Here is a short summary of your options:

  • Do it manually:
    • Clean the temp folder regularly from time to time (*)
    • ignore if the temp folder is cleanup automatically (*)
    • Parse the StdErr and delete the files once the app is closed
  • Use load from memory instead of files (config.DisableTempFileLocking = true;) and disable the cleanup logic (*). This will completely remove
    debugging and isolation features.
  • Create a new AppDomain and use RazorEngine from there (RazorEngine will
    handle the cleanup for you)

(*) Disable the RazorEngine Cleanup Logic config.CachingProvider = new DefaultCachingProvider(t => {}); (This will remove the warnings from the
StdErr as well)


Reply to this email directly or view it on GitHub:
#244 (comment)

Thanks
-Blake Niemyjski

What kind of isolation does it provide?
Any reason why this isn't the default.?

It removes isolation: Assembly.Load(byte[]) will always load the assembly with full trust. Therefore Razor.Isolation can be circumvented and is therefore without any effect. So it has security implications and is therefore not the default...
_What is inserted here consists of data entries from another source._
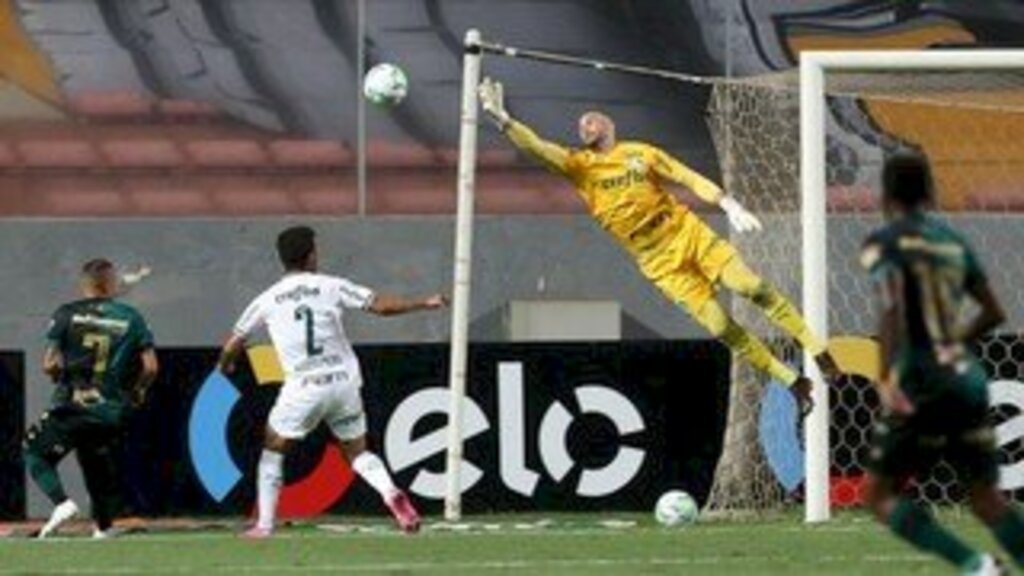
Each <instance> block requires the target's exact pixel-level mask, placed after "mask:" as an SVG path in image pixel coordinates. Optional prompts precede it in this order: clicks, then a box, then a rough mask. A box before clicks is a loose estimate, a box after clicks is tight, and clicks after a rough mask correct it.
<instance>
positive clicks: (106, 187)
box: [25, 175, 130, 216]
mask: <svg viewBox="0 0 1024 576" xmlns="http://www.w3.org/2000/svg"><path fill="white" fill-rule="evenodd" d="M25 182H26V186H27V189H28V191H27V192H28V195H29V196H31V198H32V199H33V201H32V203H31V205H30V207H29V211H30V213H29V214H26V215H47V216H113V215H122V214H128V213H130V206H129V204H128V203H127V201H126V199H125V197H124V195H123V194H121V190H120V182H119V181H117V180H116V179H115V178H104V177H81V176H79V175H74V176H43V175H40V176H27V177H26V178H25Z"/></svg>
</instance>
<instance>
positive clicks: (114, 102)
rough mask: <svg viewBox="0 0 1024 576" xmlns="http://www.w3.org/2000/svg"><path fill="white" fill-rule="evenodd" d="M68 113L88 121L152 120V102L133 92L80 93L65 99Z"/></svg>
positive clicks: (119, 91)
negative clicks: (65, 99) (79, 117)
mask: <svg viewBox="0 0 1024 576" xmlns="http://www.w3.org/2000/svg"><path fill="white" fill-rule="evenodd" d="M67 107H68V111H69V112H71V113H72V114H74V115H76V116H81V117H84V118H87V119H89V120H99V121H103V120H116V121H131V120H134V121H140V122H141V121H146V120H152V117H153V111H154V102H153V99H152V98H150V97H148V96H146V95H144V94H139V93H135V92H122V91H111V92H80V93H77V94H71V95H69V96H68V97H67Z"/></svg>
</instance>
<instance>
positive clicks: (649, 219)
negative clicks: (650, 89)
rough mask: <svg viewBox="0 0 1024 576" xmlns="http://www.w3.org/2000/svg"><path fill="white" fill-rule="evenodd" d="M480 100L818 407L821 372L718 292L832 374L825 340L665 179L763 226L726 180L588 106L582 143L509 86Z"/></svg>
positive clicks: (797, 395)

Is this going to be fixed? The 3 options are bandaids, not solutions. I upgraded to 3.7.4 from 3.4.1 and I think I am going to revert.

Reverting is in fact the same as using those options. Sadly there is no easy fix and I don't have much spare time atm.

Hello, I upgraded to 3.7.6.0, created a separated AppDomain and temporary dll are not deleted on AppDomain.Unload event. Do diagnose, I implemented the interface RazorEngine.Compilation.CrossAppDomainCleanUp.IPrinter and if I wait 2s. after print the message "cleanup after {0}...", my temporary dll are deleted.

I think there is a bug in the method CrossAppDomainCleanUp.CleanupHelper.DoCleanUp. You remove the entry with '_toCleanup.TryDequeue(out item)' but if the deletion failed, you don't call the 'Enqueue' method for the next try. So, the next try don't find the entry and return true.

If my analysis is correct, is it possible to correct it shortly or have I to let my workaround in my code ?

@Greooo Nice catch 👍 thanks for the detailed report, fixed in https://www.nuget.org/packages/RazorEngine/3.7.7. Opeing a new issue makes management a bit easier though :) (as this is one already closed)

We might have a way to fix this on .netcore after https://github.com/dotnet/coreclr/issues/552

This fix seems to be a part of 3.10.0 / 4.5.0-rc1 release but I could not find in documentation where/how to configure the path for the temp files.

Why does this package even write to a temporary file? That alone can be a reason for me not using it.